In another campaign first observed in December 2025, attackers exploited public sharing features on platforms such as Gemini, ChatGPT, Copilot, DeepSeek, and Grok. They created convincing troubleshooting guides embedded with malicious command-line scripts, then distributed links to these AI-generated chat transcripts. The tactic allowed attackers to host harmful instructions on trusted domains, lending them an air of legitimacy.

Underground Markets and Stolen API Keys

GTIG also observed sustained demand for AI-powered tools on underground forums in both English and Russian. However, rather than building their own AI systems, many actors rely on stolen API keys to access commercial products.

One toolkit, marketed as “Xanthorox,” claimed to be a custom AI built for autonomous malware generation and phishing development. Google’s investigation found it was powered by existing commercial models, including Gemini, accessed through compromised credentials.

Google’s Response

Google says it has disabled accounts and infrastructure linked to malicious activity and strengthened its models to reduce the risk of misuse. The company emphasized that while AI is being integrated into cyber operations, there has been no fundamental shift in the overall threat landscape.
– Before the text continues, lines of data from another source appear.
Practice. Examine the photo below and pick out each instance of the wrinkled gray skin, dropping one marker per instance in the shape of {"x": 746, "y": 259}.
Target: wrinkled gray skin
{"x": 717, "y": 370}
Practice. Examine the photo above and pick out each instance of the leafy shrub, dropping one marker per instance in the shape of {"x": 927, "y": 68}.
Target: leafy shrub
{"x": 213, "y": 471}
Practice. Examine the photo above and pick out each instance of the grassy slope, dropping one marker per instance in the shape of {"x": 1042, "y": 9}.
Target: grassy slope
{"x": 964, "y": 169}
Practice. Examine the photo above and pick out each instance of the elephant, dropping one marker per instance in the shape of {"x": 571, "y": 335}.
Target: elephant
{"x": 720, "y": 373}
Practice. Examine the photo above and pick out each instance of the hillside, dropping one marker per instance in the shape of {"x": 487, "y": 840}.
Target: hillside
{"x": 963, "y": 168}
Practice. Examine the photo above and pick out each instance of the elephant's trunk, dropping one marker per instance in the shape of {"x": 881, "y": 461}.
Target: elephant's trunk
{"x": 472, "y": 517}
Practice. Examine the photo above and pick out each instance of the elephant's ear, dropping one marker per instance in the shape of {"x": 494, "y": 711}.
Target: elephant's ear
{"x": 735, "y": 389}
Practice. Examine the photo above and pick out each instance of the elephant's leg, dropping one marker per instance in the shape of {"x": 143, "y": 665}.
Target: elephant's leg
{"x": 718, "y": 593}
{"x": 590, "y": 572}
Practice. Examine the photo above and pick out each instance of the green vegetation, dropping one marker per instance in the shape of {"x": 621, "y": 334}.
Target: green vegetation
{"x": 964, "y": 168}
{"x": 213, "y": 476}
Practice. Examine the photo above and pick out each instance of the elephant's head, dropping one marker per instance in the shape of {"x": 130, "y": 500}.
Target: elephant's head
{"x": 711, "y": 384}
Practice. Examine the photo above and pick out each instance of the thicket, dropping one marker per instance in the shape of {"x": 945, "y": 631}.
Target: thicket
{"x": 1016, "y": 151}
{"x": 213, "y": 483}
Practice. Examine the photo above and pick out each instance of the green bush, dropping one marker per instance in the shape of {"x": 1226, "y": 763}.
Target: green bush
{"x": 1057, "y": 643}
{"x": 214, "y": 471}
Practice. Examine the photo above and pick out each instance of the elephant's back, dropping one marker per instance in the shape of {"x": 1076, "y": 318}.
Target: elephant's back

“We are committed to developing AI boldly and responsibly,” the report states, adding that proactive disruption and continuous model improvements remain central to its approach.

A Changing Cybersecurity Landscape

The report underscores a growing reality: artificial intelligence is becoming a standard tool for both attackers and defenders. For organizations worldwide, particularly in regions facing active state-sponsored threats, the findings serve as a reminder to strengthen defenses against increasingly sophisticated social engineering and reconnaissance tactics.

AI may not have revolutionized cyber warfare overnight, but it is clearly accelerating it. As technology evolves, so too does the contest between those seeking to exploit it and those working to secure it.